A single nucleotide polymorphism in the 3'-UTR of STAT3 regulates its expression and reduces risk of pancreatic cancer in a Chinese population

Abstract

Pancreatic cancer (PC) is one of the deadliest solid malignancies carrying a gloomy 5-year survival rate less than 5%. The signal transducer and activator of transcription 3 (STAT3) is a common transcriptional regulator, whose aberrant expression has been widely found in human cancers, including PC. Our current study aimed to illustrate the roles of common variants, in the three prime untranslated region (3'UTR) of STAT3, in modifying the risk of PC through two-stage case-control studies integrating biological experiments. We first explored the associations between two common variants (rs1053004 and rs1053005) and PC risk in 774 PC cases and 777 controls. Only rs1053004 T > C showed a significant association with a reduced risk of PC with an odds ratio (OR) and 95% confidence interval (CI) of 0.85 (0.74-0.98). Then we attempted to validate the association in another 940 cases and 1398 controls, and the significant association persisted with OR (95%CI) of 0.86 (0.76-0.97). Dual luciferase reporter gene assays indicated that C allele conferred a higher expression of STAT3 in three PC cell lines including Panc-1 (P = 3.0 × 10-3), BxPC-3 (P = 6.7 × 10-5) and SW1990 (P = 4.0 × 10-3). In conclusion, the current study provided evidence that rs1053004 T > C in 3'UTR of STAT3 may decrease the risk of PC through up-regulating the gene expression.

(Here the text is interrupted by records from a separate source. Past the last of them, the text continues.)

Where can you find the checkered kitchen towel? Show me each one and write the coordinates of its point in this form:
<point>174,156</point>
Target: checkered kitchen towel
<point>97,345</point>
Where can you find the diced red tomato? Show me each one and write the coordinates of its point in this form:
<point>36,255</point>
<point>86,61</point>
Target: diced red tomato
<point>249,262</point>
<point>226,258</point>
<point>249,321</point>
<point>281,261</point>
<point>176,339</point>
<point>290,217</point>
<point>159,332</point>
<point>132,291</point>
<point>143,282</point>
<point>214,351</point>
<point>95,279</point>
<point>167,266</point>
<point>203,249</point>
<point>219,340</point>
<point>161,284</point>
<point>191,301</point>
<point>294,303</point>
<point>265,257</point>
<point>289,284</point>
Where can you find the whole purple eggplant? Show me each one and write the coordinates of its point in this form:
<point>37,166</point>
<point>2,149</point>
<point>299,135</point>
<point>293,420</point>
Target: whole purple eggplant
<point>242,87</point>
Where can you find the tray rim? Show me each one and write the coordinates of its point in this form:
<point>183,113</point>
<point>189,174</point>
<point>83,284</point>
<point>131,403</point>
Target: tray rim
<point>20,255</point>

Keywords: STAT3; case-control study; genetic variants; pancreatic cancer; susceptibility.

Figure 1. Dual luciferase reporter gene assays: the effects of rs1053004 on gene expression

The figure showed that compared to the construct with rs1053004-T, the construct with rs1053004-C had significantly higher luciferase activity in three PC cell lines. Unpaired Student's t-test was used to evaluate the differences and p values less than 0.05 was considered significant with ** indicating p < 0.01 and **** indicating p < 0.001.